Expedition five started with spectacular weather. We all clambered onto Ike, the bus, with our gear and drove to the Damascus, VA section of the Appalachian Trail where we would be starting our journey. After hiking a few hours we arrived in camp, cooked our food, had a class, and headed to bed. My tent partner Austin and I looked forward to waking up and seeing sunshine peeking through the tops of the trees.
Unfortunately, when we awoke on day two, it was to the sound of raindrops on our tent fly. We continued along the Appalachian Trail, gloomily hiking uphill in the rain to Saunders shelter. During one of the half hour breaks in the downpour, we managed to get a fire going, and even dried out a thing or two, but that night brought even more rain, and Austin and I huddled in our damp sleeping bags as our tent failed to ward off the onslaught of water from above.
To no one’s surprise, the next day’s hike was accompanied by rain. Upon arrival at Creek Junction, where it was still pouring, we were told to get inside our tents and keep warm.
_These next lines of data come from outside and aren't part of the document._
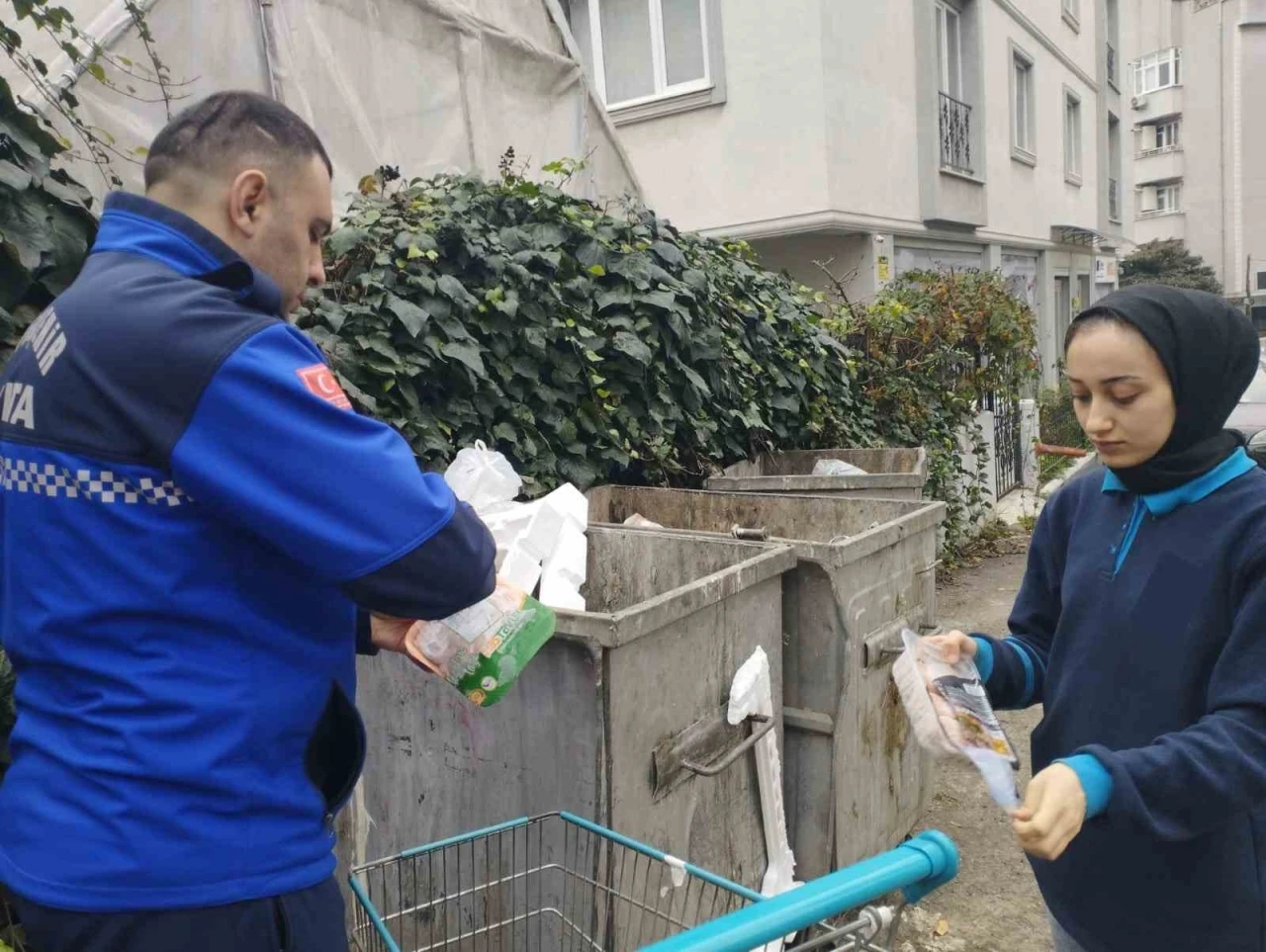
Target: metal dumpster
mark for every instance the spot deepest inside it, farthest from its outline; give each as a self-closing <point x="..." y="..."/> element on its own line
<point x="855" y="783"/>
<point x="890" y="474"/>
<point x="673" y="619"/>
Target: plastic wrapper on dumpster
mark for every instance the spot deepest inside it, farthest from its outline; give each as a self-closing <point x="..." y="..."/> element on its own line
<point x="619" y="718"/>
<point x="950" y="716"/>
<point x="866" y="474"/>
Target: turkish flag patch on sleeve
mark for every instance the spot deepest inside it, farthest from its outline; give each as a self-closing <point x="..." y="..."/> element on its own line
<point x="320" y="380"/>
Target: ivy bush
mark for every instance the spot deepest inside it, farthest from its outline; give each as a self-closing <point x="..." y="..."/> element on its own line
<point x="588" y="344"/>
<point x="45" y="229"/>
<point x="45" y="226"/>
<point x="931" y="350"/>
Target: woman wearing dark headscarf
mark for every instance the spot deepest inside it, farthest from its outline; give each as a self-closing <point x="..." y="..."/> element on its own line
<point x="1140" y="628"/>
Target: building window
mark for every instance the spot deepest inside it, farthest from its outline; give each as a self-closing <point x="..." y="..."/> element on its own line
<point x="1113" y="42"/>
<point x="1071" y="136"/>
<point x="953" y="116"/>
<point x="1161" y="199"/>
<point x="1167" y="198"/>
<point x="643" y="52"/>
<point x="1023" y="130"/>
<point x="1156" y="71"/>
<point x="950" y="49"/>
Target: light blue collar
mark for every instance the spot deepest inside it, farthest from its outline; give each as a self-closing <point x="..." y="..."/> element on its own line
<point x="1161" y="503"/>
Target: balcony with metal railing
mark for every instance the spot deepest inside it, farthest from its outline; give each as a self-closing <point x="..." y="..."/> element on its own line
<point x="954" y="120"/>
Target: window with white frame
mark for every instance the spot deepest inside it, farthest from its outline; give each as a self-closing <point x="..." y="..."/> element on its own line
<point x="1071" y="136"/>
<point x="950" y="49"/>
<point x="1023" y="130"/>
<point x="645" y="49"/>
<point x="1161" y="199"/>
<point x="1157" y="71"/>
<point x="1167" y="134"/>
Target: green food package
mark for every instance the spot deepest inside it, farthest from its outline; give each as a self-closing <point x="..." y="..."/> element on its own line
<point x="482" y="649"/>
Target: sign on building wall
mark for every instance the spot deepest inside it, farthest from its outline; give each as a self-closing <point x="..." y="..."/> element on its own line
<point x="1020" y="271"/>
<point x="937" y="260"/>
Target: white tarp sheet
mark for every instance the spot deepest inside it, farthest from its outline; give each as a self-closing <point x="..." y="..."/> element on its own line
<point x="424" y="85"/>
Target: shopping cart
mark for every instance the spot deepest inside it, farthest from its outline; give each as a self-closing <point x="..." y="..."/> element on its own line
<point x="561" y="883"/>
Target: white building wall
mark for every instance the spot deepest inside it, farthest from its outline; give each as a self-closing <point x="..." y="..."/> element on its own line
<point x="760" y="156"/>
<point x="1026" y="200"/>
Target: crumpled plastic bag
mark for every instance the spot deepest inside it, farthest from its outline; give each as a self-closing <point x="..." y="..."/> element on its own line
<point x="837" y="468"/>
<point x="483" y="477"/>
<point x="950" y="716"/>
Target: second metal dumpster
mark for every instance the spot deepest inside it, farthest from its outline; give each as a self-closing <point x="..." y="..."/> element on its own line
<point x="890" y="474"/>
<point x="855" y="781"/>
<point x="645" y="671"/>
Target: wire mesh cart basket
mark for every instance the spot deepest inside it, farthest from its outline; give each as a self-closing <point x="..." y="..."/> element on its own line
<point x="561" y="883"/>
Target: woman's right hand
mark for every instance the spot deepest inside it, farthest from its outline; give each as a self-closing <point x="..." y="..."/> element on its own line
<point x="953" y="646"/>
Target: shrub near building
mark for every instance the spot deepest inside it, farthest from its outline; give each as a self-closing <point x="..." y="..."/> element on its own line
<point x="590" y="344"/>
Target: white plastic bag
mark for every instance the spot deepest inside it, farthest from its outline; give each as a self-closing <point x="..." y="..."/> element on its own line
<point x="950" y="716"/>
<point x="837" y="468"/>
<point x="483" y="477"/>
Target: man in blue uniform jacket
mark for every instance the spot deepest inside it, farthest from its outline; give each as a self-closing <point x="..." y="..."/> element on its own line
<point x="197" y="536"/>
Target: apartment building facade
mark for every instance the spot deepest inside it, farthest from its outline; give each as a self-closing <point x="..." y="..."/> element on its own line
<point x="880" y="136"/>
<point x="1198" y="99"/>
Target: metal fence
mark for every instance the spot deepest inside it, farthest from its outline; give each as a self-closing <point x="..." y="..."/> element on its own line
<point x="954" y="134"/>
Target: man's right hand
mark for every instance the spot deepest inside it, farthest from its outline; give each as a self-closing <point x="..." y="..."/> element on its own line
<point x="953" y="646"/>
<point x="388" y="633"/>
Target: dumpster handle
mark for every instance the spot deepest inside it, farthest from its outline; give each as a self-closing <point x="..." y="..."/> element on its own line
<point x="714" y="768"/>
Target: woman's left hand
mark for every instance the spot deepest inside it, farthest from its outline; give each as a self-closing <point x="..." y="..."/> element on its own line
<point x="1053" y="811"/>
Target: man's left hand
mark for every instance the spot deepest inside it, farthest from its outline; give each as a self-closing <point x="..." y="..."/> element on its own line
<point x="388" y="633"/>
<point x="1053" y="811"/>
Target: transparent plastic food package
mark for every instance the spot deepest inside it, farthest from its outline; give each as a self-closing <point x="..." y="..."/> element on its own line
<point x="482" y="649"/>
<point x="837" y="468"/>
<point x="950" y="716"/>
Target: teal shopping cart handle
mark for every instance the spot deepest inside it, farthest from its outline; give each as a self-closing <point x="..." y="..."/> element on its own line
<point x="917" y="867"/>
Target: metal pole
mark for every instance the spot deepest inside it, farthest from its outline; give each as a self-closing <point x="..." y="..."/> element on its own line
<point x="271" y="54"/>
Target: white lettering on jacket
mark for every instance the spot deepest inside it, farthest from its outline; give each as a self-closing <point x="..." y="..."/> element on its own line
<point x="45" y="338"/>
<point x="18" y="405"/>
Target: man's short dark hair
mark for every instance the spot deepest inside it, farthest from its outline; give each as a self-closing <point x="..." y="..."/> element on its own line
<point x="230" y="126"/>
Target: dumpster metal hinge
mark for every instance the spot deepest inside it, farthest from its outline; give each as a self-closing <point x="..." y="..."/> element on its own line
<point x="704" y="748"/>
<point x="884" y="645"/>
<point x="812" y="722"/>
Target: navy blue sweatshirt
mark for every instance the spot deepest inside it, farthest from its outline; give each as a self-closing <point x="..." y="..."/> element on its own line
<point x="1140" y="628"/>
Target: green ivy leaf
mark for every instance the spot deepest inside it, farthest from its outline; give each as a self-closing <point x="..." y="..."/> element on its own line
<point x="344" y="239"/>
<point x="669" y="253"/>
<point x="410" y="315"/>
<point x="456" y="292"/>
<point x="466" y="353"/>
<point x="632" y="346"/>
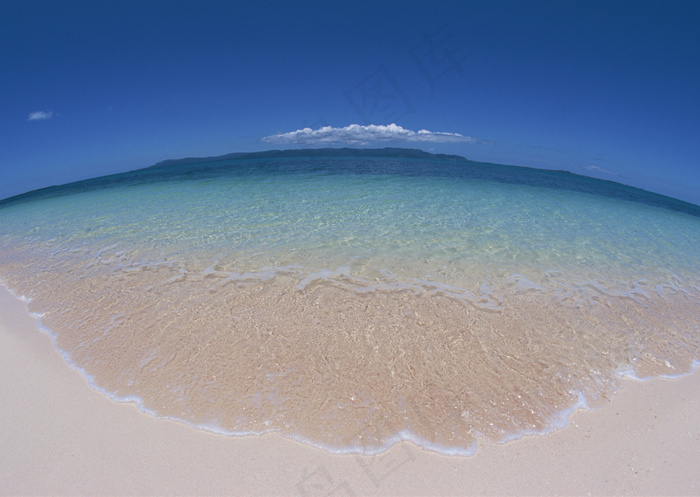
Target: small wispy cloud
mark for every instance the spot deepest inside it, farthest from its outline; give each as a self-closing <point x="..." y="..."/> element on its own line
<point x="599" y="169"/>
<point x="356" y="134"/>
<point x="40" y="115"/>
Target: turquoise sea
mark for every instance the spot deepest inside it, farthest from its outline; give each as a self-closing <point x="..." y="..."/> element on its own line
<point x="353" y="302"/>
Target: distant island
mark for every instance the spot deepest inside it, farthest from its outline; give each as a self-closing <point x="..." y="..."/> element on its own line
<point x="413" y="153"/>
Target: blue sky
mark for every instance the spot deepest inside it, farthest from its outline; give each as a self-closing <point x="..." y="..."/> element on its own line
<point x="609" y="89"/>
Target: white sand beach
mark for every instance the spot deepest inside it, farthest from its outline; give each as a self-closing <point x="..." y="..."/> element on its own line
<point x="60" y="437"/>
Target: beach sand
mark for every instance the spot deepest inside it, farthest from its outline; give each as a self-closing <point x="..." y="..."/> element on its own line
<point x="60" y="437"/>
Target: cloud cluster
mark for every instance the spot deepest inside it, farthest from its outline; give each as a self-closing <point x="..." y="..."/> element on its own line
<point x="600" y="170"/>
<point x="355" y="134"/>
<point x="40" y="115"/>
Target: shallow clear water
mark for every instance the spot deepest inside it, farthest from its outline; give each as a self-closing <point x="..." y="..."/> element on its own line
<point x="354" y="302"/>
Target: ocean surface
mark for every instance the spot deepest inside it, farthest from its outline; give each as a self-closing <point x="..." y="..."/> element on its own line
<point x="351" y="303"/>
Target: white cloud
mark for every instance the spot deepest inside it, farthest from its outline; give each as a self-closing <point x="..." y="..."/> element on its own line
<point x="600" y="170"/>
<point x="355" y="134"/>
<point x="40" y="115"/>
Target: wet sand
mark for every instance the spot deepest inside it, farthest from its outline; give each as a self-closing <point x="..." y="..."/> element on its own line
<point x="60" y="437"/>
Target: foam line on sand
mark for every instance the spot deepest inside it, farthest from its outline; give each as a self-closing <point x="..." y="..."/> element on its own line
<point x="60" y="437"/>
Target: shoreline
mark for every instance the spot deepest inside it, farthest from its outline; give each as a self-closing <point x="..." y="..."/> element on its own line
<point x="60" y="436"/>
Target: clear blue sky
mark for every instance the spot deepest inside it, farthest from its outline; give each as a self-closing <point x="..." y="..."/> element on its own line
<point x="605" y="88"/>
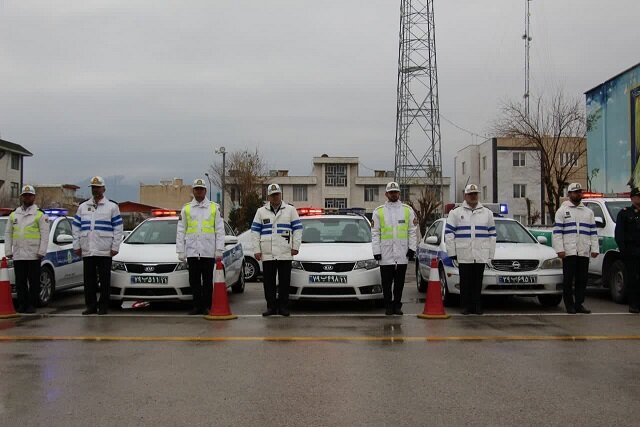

That night went swimmingly well, quite literally, because there was a pool of water in our tent the size of a swimming pool.
The next morning we were successful in starting a fire and drying out our gear when the rain finally let up for good. By way of the Virginia Creeper Trail we hiked to our next camp at High Trestle. To our surprise the rain never came back, and the evening was mild. Our fried lentils and rice were delicious and our sleep was sound.
The rain came back, and our next day’s hike was, to say the least, treacherous. The trail was long, uphill, and arduous, and, to make matters worse, the steady rain evolved into freezing rain as we climbed higher. We made it as far as the Tri-State Marker when the weather forced us to stop short of our goal. At around 5:00 p.m. the freezing rain turned into heavy snow, and over night weighed our tent down to the point where we were very squished.
The next morning was difficult, but everyone pulled through without injury. It was very cold, and I put socks on my hands as an extra layer of insulation. Breaking down the tents was a chore due to the cold, but everyone helped out to get the job done. Hiking out in the deep snow was tough, but “tank-treading” made it easier. After finally making it to the pick up point we were treated to hot showers and a delicious meal.